Forecasters issue a heavy rainfall warning as Tropical Storm Bret swirls into the Eastern Caribbean.

Caribbean Storm Bret is making its way into the eastern Caribbean as the area scrambles to be ready for an uncommonly early storm and the anticipated torrential rains.

Caribbean Storm On Tuesday, Bret moved into the eastern Caribbean as the area readied itself for an uncommonly early storm and the anticipated copious rainfall.

The National Hurricane Center, which is located in Miami said that Bret had a maximum sustained wind speed of 40 mph (65 kph) and was moving over the Atlantic coast at 21 mph (33 kph), but it issued a warning that it hasn’t been able to “get a better handle on the system’s intensity and size.”

The storm was about 1,525 kilometers (945 miles) east of the Windward Islands, and it is predicted to batter several eastern Caribbean islands on Thursday evening with winds close to a hurricane.

The storm poses a “high threat” to Dominica, according to the island nation’s meteorological service, which has issued warnings of landslides, flooding, and waves as high as 12 feet (4 meters).

The hurricane center advised residents of the Virgin Islands, Puerto Rico, and the Lesser Antilles to prepare for hurricanes and keep a close eye on the storm.

The position and potential size of Bret’s related hazards cannot yet be determined due to the higher-than-usual range of the track and intensity estimates, according to the center.

Guadeloupe in the French Caribbean, south to St. Lucia, was expected to receive up to 10 inches (25 centimeters) of rain, and Barbados and the islands of St. Vincent and the Grenadines could receive up to 4 inches (10 centimeters) of rain.

Later, as Bret moves over the central Caribbean, unfavorable winds and drier air are predicted to weaken it.

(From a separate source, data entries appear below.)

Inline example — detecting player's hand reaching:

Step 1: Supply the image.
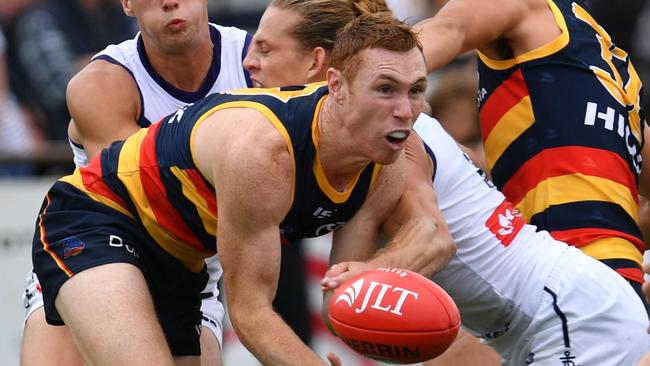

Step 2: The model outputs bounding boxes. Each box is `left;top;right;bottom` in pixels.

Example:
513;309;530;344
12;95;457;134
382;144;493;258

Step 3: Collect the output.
636;262;650;302
327;352;342;366
320;262;377;292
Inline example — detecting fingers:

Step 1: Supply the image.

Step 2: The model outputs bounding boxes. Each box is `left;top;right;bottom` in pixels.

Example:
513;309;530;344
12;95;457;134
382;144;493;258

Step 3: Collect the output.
327;352;341;366
320;262;350;291
320;262;377;291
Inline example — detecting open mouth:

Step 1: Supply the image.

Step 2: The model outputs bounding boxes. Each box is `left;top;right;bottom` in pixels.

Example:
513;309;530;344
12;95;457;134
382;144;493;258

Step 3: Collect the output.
386;131;409;144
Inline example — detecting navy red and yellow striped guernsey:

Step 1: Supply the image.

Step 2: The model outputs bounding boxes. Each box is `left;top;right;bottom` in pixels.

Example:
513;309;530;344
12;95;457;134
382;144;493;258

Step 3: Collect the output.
478;0;644;282
52;84;381;272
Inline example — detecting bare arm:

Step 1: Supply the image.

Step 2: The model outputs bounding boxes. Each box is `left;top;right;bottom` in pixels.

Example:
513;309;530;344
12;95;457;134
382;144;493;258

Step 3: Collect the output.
194;109;324;365
67;60;140;159
415;0;544;72
639;122;650;200
322;136;456;290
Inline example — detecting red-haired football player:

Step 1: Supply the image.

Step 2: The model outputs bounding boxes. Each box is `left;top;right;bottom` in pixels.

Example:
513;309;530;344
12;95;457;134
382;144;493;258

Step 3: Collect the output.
322;114;650;365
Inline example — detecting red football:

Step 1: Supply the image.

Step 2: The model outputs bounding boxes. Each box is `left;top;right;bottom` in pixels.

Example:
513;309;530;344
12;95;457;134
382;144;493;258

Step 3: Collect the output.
328;268;460;363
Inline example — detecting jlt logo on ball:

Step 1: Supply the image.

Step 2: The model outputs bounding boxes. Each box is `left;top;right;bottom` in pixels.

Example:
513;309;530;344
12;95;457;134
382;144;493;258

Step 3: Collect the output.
335;278;418;316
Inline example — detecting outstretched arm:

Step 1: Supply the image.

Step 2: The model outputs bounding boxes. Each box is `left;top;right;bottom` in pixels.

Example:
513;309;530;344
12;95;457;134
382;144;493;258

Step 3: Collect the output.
415;0;550;72
321;136;456;291
66;60;140;160
194;108;334;365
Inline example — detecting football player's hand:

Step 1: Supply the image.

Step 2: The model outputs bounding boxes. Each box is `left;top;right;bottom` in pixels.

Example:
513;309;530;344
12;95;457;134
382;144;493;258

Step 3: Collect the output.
327;352;341;366
320;262;377;292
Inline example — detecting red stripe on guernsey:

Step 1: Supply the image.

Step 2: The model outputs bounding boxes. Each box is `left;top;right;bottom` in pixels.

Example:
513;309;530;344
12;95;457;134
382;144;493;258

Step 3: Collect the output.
615;268;643;284
79;158;128;210
38;193;74;277
485;201;526;247
479;69;528;142
551;227;645;253
501;146;638;204
183;169;217;215
140;123;205;250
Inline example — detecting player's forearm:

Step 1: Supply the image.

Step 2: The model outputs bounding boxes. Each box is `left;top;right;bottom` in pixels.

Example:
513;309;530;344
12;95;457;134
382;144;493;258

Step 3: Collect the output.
368;218;456;276
414;18;466;72
229;307;326;366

Some forecasts indicate that Bret may eventually evaporate after impacting islands in the eastern Caribbean.

The hurricane season in the Atlantic, which started on June 1, got off to a quick and aggressive start when the storm developed on Monday. Following Bret is a tropical disturbance that has an 80% chance of developing into a cyclone. According to Colorado State University meteorologist Philip Klotzbach, no June in recorded history has seen two storms develop in the tropical Atlantic.

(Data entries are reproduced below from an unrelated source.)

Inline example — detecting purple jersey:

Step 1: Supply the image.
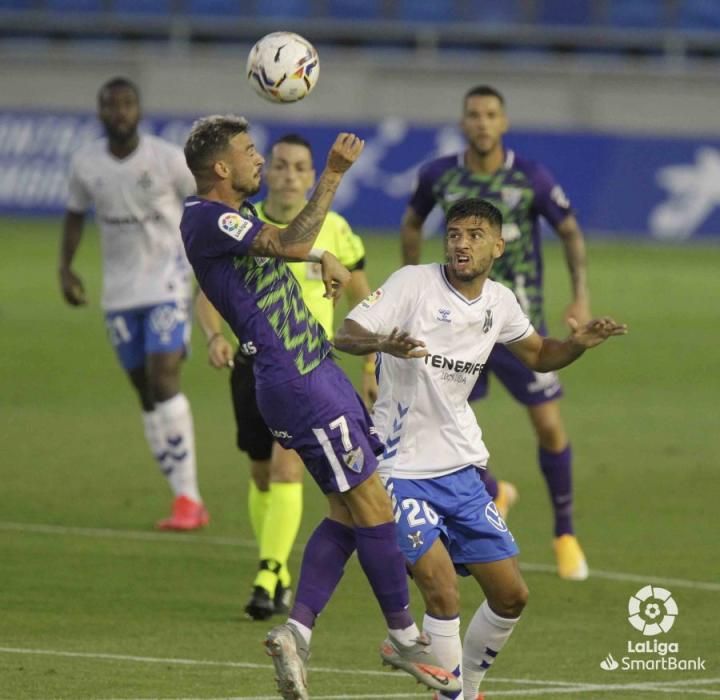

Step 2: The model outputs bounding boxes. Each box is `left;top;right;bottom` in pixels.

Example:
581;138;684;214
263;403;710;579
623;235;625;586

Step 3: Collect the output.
410;150;571;329
180;197;331;387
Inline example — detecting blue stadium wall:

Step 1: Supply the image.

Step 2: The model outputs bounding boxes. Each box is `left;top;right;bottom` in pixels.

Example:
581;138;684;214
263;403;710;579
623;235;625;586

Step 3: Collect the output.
0;112;720;241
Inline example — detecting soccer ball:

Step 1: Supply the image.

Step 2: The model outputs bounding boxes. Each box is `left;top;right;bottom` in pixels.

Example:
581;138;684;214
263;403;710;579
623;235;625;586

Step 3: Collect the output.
247;32;320;102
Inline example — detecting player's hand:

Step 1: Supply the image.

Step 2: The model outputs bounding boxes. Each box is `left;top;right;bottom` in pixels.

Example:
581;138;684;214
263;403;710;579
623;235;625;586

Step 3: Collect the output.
327;133;365;174
568;316;628;349
563;299;592;326
378;328;428;359
208;333;235;369
360;369;378;413
60;267;87;306
320;251;350;300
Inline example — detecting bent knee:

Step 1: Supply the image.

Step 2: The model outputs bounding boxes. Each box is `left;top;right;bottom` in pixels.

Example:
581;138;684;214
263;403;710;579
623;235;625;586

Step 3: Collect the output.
417;581;460;618
488;581;530;618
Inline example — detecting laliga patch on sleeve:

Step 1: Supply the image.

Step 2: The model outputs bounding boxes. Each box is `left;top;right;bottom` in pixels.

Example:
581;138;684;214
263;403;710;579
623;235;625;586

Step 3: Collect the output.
360;287;383;309
550;185;570;209
218;211;252;241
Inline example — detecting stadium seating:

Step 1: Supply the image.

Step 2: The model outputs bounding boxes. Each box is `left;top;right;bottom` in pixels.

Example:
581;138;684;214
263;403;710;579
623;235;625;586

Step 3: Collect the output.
398;0;460;22
677;0;720;31
462;0;524;25
113;0;172;16
187;0;242;17
537;0;596;26
326;0;383;19
255;0;312;19
47;0;105;13
608;0;665;29
0;0;35;12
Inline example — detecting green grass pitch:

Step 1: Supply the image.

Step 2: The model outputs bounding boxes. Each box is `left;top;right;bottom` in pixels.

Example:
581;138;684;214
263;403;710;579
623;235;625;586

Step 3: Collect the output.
0;219;720;700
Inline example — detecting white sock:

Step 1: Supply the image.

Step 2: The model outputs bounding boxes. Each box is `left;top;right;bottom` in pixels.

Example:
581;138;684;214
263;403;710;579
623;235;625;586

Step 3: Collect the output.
143;410;172;477
155;394;202;501
288;618;312;646
388;622;420;647
423;613;462;700
462;601;520;700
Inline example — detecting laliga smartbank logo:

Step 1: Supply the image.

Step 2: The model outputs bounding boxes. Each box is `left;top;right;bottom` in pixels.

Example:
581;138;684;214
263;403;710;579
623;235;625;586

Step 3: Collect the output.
628;586;678;637
600;586;706;671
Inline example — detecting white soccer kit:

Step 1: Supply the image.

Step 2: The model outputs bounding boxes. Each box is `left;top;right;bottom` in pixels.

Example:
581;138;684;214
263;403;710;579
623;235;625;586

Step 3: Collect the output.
67;134;195;311
348;263;535;479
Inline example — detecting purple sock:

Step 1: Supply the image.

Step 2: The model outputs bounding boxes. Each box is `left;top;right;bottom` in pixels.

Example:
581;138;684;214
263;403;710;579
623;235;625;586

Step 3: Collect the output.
355;522;413;630
290;518;355;629
478;467;498;499
538;445;573;537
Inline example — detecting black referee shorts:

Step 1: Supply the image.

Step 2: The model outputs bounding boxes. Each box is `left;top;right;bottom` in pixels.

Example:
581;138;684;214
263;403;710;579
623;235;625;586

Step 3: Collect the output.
230;351;274;461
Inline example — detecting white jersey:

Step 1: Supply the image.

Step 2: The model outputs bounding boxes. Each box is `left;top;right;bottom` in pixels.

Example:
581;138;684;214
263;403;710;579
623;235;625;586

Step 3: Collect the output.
348;263;535;479
67;134;195;311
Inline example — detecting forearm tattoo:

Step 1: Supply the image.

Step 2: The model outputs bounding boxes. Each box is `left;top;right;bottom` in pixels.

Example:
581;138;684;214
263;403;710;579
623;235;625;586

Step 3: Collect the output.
280;178;339;246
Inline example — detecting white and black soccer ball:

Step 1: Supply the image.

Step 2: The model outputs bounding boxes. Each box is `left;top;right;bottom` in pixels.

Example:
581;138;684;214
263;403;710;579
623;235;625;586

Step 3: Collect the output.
247;32;320;102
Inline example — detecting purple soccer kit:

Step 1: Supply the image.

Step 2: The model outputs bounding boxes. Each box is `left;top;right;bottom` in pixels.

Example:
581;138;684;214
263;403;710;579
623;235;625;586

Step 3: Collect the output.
410;150;572;406
409;149;573;536
180;197;412;640
180;197;382;493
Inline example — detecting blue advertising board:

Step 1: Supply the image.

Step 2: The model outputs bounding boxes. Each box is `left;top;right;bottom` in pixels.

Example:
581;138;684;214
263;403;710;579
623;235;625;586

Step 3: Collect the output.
0;112;720;241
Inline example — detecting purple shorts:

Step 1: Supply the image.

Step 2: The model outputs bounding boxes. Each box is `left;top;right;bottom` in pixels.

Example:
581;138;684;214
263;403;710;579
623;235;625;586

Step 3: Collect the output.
257;358;383;493
468;344;563;406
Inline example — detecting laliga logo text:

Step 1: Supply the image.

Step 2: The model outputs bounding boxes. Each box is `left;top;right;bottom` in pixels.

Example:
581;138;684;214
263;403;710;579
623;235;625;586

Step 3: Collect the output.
600;586;706;671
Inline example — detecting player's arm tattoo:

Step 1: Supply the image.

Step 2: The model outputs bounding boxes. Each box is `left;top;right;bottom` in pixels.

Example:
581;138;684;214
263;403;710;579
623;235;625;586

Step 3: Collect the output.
249;172;340;260
557;215;588;299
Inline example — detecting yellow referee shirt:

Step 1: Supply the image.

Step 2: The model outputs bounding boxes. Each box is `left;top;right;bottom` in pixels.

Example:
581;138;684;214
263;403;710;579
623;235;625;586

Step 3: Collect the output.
255;202;365;339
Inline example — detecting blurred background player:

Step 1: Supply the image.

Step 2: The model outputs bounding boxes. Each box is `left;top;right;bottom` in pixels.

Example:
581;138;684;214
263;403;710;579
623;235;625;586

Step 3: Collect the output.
60;78;208;530
336;199;626;700
180;115;460;700
195;134;377;620
402;86;590;580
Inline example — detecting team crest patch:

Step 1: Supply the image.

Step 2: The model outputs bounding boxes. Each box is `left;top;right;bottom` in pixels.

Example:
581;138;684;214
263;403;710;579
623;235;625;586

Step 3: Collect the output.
500;187;523;209
483;309;492;333
360;287;383;309
343;447;365;474
218;211;252;241
550;185;570;209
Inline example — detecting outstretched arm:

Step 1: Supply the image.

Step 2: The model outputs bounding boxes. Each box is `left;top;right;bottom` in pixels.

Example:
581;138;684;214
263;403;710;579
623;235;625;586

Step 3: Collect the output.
346;270;378;408
507;316;627;372
335;318;427;359
400;207;423;265
58;211;87;306
556;214;590;324
195;289;235;369
248;133;365;260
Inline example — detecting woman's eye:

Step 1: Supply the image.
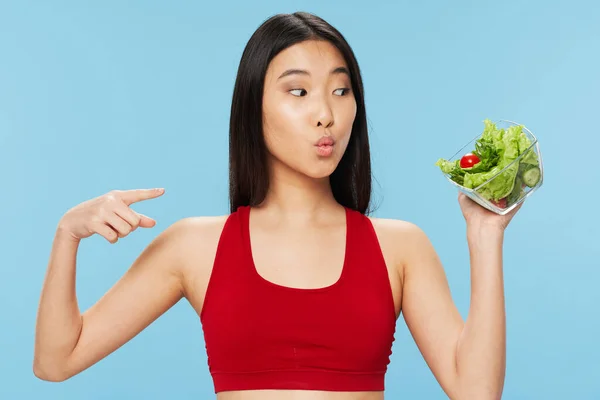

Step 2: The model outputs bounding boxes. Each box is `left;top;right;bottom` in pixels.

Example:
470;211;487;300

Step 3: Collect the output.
333;88;350;96
290;89;306;97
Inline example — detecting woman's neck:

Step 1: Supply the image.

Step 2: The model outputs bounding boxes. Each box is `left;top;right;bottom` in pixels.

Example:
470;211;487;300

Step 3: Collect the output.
258;159;341;222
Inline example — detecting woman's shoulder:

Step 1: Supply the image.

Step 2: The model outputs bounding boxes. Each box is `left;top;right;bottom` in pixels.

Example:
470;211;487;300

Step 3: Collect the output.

 For the current hurricane season, the National Oceanic and Atmospheric Administration anticipates 12 to 17 named storms. Five to nine of those storms, involving up to four big hurricanes with a Category 3 or higher, might develop into hurricanes, according to the report.

Given the elevated sea surface temperatures this season, Virginia Tech meteorologist Stephanie Zick anticipates a higher than typical number of storms to intensify quickly. She added that the number of fatalities from flooding brought on by tropical storms which make landfall has increased over the past ten years.

Tropical storm risks, according to her, “can happen hundreds of miles from the storm center.”